Most studies were at risk of performance and detection bias due to inadequate blinding and selective reporting bias. Placebo-controlled trials had other important biases, including failure to account for period and carryover effects.
Two of the three parallel trials evaluating SCS as an adjunct to medical management were at risk of attrition bias, and all three had substantial overlap with the SCS group for periods beyond six months. In the parallel group trials, we considered the lack of placebo control to be an important source of bias.
None of our included studies assessed the impact of SCS on the mean intensity of long-term low back pain (≥ 12 months). Studies most often assessed short-term outcomes (less than one month).

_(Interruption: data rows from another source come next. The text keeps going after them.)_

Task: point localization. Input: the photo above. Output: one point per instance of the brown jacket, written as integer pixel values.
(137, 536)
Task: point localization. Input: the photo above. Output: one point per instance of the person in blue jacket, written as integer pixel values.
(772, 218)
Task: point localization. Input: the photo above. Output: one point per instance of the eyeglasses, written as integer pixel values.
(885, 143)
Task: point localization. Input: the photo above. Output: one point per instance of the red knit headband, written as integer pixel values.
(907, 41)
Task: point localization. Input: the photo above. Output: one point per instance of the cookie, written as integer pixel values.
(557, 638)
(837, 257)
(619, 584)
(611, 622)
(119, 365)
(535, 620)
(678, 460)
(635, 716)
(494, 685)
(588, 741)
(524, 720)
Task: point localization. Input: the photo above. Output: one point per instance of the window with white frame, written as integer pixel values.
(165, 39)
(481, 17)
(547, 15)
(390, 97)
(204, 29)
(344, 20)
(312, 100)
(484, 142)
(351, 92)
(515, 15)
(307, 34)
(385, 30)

At six months, the only evidence available was from a single crossover trial (50 participants). There was moderate-certainty evidence that SCS probably does not improve back or leg pain, function, or quality of life compared to placebo. Pain was 61 points (on a scale of 0 to 100 points, 0 = no pain) at six months with the placebo, and 4 points (from 8.2 points better to 0.2 points worse) with the SCS.
Function was 35.4 points (on a scale of 0 to 100 points, 0 = no disability or better function) at six months with placebo, and 1.3 points better (3.9 points better at 1 .3 point worse) with SCS. Health-related quality of life was 0.44 points out of 1 (index of 0 to 1, 0 = worse quality of life) at six months with the placebo, and 0.04 points better (0.16 points better 0.08 point worse) with SCS.

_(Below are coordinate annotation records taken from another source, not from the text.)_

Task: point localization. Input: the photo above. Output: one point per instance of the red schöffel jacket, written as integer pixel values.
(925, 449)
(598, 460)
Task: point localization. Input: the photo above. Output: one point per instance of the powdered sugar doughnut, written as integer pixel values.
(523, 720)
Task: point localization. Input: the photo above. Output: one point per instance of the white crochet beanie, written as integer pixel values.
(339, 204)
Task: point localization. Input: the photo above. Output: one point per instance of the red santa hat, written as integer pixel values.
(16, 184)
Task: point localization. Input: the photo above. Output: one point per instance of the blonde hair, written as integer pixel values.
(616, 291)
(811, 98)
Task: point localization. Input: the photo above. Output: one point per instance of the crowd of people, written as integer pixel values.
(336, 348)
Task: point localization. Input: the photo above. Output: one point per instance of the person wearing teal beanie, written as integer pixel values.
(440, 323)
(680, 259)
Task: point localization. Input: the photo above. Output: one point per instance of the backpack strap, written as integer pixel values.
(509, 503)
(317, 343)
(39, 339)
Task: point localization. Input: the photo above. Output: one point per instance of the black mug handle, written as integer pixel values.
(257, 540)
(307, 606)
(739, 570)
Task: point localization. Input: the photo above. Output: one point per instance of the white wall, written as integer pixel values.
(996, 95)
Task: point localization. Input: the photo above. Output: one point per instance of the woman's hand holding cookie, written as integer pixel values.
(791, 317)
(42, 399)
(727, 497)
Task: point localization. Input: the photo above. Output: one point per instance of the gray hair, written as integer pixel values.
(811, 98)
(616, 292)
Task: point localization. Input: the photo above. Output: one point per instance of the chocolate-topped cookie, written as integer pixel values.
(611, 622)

In this same study, nine participants (18%) experienced adverse events and four (8%) required revision surgery. Serious adverse events with SCS included infections, neurological damage, and lead migration requiring repeat surgery. We could not provide relative risk effect estimates because events were not reported for the placebo period.
In parallel trials evaluating SCS as an adjunct to medical management, it is uncertain whether in the medium to long term, SCS can reduce low back pain, leg pain, or health-related quality of life, or if it increases the number of people reporting an improvement of 50% or more because the certainty of the evidence was very low.
Low-certainty evidence suggests that adding SCS to medical management may slightly improve function and slightly reduce opioid consumption. At medium term, mean function (0-100 point scale; lower is better) was 16.2 points better with the addition of SCS to medical management compared to medical management alone (range 95% confidence (CI) from 19.4 points better to 13.0 points better;2 = 95%; 3 studies, 430 participants; low-certainty evidence).
The number of participants reporting opioid use was 15% lower with the addition of SCS to medical management (95% CI 27% lower to 0% lower; I2 = 0%; 2 studies, 290 participants; low-certainty evidence). Adverse events with SCS were poorly reported, but included infection and lead migration. One study found that at 24 months, 13 of 42 people (31%) receiving SCS needed revision surgery.
It is uncertain to what extent adding SCS to medical management increases the risk of discontinuation due to adverse events, adverse events, or serious adverse events, as the certainty of the evidence was very weak.
Conclusions of the authors
The data in this review do not support the use of SCS to manage low back pain outside of a clinical trial. Current evidence suggests that SCS is unlikely to have lasting clinical benefits that would outweigh the costs and risks of this surgical procedure.